The study, published in Molecular Neurodegeneration, reveals that NMNAT2 propels glycolysis, a process breaking down glucose to generate energy, offering axons the required energy for carrying out nerve impulses. This crucial function contributes to the health and functionality of axons, delaying neurodegeneration. The newfound understanding could be vital in combating neurodegenerative diseases such as ALS, Alzheimer’s, Huntington’s, and Parkinson’s as individuals age.
Axons, being thin and prone to damage from various factors like inflammation, trauma, reduced blood flow, and infection, are critical for rapid information transmission throughout the body. NMNAT2, previously recognized for its role in providing nicotinamide adenine dinucleotide (NAD) for the brain, emerges as a potential target for therapeutic interventions.
“This new finding showcases the importance of neuron-intrinsic glycolysis in supporting axonal transport, essential for the establishment and maintenance of neuronal circuitry,” explained Professor Hui-Chen Lu. The researchers suggest that the next step could involve designing drugs targeting NMNAT2 to enhance its expression or activity during pre-symptomatic stages of neurodegeneration.

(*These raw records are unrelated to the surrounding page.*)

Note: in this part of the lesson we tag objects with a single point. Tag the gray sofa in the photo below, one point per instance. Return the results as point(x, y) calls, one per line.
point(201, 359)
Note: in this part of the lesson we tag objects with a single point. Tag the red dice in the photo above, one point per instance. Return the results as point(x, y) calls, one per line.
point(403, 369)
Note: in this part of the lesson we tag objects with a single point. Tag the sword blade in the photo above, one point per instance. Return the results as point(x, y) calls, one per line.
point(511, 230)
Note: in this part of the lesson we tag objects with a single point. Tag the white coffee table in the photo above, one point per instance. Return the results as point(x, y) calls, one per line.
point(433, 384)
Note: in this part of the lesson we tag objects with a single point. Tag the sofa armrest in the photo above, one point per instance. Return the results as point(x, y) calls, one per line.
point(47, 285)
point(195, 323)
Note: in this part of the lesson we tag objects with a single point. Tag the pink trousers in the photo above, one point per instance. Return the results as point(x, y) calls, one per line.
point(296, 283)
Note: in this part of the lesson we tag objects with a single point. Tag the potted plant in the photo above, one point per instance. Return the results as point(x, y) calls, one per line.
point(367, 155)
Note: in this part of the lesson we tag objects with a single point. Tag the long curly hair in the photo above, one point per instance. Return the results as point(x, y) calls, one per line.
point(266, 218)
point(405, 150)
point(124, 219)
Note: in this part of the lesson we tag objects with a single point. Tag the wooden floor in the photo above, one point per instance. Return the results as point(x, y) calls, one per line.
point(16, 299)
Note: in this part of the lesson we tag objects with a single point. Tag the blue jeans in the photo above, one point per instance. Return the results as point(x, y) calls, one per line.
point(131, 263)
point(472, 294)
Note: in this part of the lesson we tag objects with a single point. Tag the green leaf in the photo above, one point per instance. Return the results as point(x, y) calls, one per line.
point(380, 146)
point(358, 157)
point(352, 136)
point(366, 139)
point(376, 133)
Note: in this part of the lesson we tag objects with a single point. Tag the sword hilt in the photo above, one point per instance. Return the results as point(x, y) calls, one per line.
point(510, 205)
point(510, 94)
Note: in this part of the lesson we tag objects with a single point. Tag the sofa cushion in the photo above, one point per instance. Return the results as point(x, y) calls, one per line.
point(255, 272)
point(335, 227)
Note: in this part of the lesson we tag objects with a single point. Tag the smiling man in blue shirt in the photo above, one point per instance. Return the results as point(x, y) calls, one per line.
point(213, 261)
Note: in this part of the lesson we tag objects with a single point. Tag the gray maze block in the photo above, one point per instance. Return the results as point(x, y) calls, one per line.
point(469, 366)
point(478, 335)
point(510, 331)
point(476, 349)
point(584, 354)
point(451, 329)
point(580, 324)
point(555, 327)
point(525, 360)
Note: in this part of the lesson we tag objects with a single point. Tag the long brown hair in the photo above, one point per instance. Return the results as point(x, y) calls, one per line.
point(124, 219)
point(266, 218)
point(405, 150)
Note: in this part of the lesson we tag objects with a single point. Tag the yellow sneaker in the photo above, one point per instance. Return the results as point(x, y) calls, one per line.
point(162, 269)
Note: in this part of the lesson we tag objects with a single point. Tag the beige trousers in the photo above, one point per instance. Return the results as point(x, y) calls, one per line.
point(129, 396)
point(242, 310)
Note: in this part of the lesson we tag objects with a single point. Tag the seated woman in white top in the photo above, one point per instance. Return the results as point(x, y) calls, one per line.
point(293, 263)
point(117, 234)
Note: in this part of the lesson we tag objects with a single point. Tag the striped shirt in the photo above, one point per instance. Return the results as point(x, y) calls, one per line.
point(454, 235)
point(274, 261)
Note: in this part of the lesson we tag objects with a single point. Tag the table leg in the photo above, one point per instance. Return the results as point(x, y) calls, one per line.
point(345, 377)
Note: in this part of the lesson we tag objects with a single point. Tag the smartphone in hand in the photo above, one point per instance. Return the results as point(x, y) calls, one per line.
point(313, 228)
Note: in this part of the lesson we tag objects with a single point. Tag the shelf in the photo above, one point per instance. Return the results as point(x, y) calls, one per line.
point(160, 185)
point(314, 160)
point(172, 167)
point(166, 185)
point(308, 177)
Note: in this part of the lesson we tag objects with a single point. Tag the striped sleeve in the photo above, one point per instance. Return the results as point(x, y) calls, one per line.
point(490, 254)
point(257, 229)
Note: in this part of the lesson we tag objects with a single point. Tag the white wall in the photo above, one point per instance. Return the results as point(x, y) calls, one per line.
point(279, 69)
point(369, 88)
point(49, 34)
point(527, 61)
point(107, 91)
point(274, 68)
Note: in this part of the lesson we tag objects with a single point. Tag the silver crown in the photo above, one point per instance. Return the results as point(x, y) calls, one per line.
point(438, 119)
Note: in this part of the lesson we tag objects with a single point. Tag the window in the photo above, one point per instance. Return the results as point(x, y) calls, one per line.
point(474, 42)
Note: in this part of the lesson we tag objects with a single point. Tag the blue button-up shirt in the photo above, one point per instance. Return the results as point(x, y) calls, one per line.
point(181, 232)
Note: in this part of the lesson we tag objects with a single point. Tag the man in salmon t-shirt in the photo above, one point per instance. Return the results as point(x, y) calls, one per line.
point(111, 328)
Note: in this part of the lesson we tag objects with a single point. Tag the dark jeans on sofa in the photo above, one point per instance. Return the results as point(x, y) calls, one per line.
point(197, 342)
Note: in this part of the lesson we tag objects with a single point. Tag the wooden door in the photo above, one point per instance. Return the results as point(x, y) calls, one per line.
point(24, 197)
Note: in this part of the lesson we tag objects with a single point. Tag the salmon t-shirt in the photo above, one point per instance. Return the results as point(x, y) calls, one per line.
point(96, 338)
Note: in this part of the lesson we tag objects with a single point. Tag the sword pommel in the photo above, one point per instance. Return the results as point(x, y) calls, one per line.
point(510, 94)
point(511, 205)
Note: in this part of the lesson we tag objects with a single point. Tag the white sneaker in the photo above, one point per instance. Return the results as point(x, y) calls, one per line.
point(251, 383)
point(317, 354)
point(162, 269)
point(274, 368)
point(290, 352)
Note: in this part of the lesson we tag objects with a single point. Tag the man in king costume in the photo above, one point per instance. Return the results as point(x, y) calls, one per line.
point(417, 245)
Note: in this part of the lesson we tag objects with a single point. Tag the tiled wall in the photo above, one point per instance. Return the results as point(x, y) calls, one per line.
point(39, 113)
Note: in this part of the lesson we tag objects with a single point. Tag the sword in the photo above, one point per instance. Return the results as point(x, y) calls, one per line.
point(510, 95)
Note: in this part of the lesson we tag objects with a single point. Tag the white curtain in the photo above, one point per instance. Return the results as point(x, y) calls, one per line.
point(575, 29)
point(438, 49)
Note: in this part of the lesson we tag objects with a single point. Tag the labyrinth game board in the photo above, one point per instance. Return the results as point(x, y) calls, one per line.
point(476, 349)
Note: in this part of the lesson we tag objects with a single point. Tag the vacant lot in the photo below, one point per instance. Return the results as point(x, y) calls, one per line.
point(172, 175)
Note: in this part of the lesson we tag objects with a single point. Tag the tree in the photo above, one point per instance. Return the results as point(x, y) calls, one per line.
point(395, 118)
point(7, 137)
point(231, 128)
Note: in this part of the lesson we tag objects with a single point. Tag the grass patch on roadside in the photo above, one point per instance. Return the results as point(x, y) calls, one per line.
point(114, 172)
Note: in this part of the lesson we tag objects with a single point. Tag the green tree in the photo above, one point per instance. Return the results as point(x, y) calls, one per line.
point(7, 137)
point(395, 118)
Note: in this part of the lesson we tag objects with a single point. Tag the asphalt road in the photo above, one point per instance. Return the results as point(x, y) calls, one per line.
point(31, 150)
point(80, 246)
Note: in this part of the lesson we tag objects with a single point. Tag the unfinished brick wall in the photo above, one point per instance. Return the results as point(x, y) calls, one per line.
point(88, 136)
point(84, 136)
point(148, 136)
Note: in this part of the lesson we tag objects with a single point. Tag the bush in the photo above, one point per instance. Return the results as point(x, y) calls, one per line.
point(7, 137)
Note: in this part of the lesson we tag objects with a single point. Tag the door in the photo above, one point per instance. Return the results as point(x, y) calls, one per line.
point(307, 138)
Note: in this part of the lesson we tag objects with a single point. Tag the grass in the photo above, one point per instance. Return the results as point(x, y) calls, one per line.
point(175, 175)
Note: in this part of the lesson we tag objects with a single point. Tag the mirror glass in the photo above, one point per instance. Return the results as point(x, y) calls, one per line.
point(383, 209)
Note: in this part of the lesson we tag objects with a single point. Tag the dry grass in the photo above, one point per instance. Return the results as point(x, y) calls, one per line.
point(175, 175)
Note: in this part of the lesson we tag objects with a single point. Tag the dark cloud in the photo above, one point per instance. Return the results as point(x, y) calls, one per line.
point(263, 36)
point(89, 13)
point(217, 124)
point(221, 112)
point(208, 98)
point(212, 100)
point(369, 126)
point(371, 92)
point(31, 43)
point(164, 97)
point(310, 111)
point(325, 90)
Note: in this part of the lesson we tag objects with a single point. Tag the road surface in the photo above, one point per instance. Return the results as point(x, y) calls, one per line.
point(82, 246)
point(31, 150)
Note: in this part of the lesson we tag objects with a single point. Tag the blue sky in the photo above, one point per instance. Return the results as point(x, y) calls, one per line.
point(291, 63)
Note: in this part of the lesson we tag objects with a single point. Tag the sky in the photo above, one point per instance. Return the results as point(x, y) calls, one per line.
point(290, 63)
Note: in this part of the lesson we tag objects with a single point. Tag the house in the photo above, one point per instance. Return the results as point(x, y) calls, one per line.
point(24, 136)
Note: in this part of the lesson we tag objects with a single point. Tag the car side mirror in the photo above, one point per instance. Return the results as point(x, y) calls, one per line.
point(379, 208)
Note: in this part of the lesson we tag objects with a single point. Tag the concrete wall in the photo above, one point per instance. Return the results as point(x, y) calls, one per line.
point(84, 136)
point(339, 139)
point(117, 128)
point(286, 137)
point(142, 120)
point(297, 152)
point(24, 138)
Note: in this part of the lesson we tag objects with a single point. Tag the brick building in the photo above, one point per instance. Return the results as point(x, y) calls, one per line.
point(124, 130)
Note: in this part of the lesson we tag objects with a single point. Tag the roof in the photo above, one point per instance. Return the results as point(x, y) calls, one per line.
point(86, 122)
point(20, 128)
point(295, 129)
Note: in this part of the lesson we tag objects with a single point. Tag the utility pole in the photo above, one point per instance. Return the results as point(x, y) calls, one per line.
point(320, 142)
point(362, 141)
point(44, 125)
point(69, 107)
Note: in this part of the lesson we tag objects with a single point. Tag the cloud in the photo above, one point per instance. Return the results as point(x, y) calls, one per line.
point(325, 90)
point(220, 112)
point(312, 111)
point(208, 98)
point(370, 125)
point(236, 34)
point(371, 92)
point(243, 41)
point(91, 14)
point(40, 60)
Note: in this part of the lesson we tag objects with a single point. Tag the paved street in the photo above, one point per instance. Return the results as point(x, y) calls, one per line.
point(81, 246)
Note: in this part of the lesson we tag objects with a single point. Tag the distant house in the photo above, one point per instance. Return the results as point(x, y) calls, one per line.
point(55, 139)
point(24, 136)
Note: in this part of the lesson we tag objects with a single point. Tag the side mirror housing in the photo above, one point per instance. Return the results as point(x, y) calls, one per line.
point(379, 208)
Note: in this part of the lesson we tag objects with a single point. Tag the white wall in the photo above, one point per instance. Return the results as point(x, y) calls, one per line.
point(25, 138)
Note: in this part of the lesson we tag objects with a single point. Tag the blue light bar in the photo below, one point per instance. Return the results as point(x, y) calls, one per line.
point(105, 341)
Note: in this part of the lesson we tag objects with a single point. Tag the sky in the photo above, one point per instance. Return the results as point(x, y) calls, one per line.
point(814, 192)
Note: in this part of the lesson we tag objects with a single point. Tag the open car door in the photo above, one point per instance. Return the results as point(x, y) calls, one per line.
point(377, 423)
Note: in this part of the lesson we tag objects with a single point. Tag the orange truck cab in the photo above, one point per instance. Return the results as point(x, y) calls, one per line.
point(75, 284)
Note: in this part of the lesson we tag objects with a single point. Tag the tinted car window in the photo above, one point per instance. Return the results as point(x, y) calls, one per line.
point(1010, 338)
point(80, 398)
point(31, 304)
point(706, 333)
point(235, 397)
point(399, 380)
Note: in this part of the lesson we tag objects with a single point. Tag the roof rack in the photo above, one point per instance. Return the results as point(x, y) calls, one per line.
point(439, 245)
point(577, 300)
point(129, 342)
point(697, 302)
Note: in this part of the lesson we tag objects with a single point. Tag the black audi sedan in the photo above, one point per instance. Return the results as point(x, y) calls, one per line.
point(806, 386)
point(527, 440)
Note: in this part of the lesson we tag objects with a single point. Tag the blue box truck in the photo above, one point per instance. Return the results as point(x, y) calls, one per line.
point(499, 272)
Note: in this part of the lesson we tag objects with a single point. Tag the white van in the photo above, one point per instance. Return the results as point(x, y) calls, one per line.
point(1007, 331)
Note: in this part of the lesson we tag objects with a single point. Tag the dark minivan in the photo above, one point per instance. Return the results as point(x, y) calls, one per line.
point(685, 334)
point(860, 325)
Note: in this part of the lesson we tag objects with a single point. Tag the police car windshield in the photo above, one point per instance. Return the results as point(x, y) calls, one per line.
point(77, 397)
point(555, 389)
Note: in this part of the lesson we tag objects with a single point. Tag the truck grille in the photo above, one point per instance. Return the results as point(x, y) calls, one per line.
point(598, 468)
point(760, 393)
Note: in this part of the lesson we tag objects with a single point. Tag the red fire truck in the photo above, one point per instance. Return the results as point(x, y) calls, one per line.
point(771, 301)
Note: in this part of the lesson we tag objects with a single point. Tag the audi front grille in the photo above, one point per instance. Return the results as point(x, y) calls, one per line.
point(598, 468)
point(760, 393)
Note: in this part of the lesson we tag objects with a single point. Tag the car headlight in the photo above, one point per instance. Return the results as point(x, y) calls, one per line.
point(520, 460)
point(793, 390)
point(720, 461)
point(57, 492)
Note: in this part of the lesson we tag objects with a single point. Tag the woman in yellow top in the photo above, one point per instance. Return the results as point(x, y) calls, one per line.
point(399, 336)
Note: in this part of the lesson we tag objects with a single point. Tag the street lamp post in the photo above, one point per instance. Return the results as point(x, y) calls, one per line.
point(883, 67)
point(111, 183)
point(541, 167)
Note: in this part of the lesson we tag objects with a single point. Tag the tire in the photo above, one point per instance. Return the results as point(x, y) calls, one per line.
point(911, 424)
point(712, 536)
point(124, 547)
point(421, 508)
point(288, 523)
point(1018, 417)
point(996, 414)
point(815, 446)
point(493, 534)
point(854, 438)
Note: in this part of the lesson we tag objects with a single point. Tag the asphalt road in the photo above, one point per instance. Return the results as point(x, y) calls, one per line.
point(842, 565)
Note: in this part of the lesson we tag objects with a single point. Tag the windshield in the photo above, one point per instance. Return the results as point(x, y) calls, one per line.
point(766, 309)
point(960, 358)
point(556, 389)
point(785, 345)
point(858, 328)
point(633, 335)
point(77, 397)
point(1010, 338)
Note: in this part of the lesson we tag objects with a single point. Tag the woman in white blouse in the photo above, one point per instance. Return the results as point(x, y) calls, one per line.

The study builds upon previous research from Lu’s laboratory, which highlighted the association between higher NMNAT2 levels and increased resistance to cognitive decline in aging individuals. The team also discovered compounds, including caffeine, capable of boosting NMNAT2 production in the body, providing insights into potential therapeutic strategies against neurodegenerative diseases.
Note: The findings offer significant implications for future drug development and intervention strategies targeting NMNAT2 to combat neurodegenerative diseases.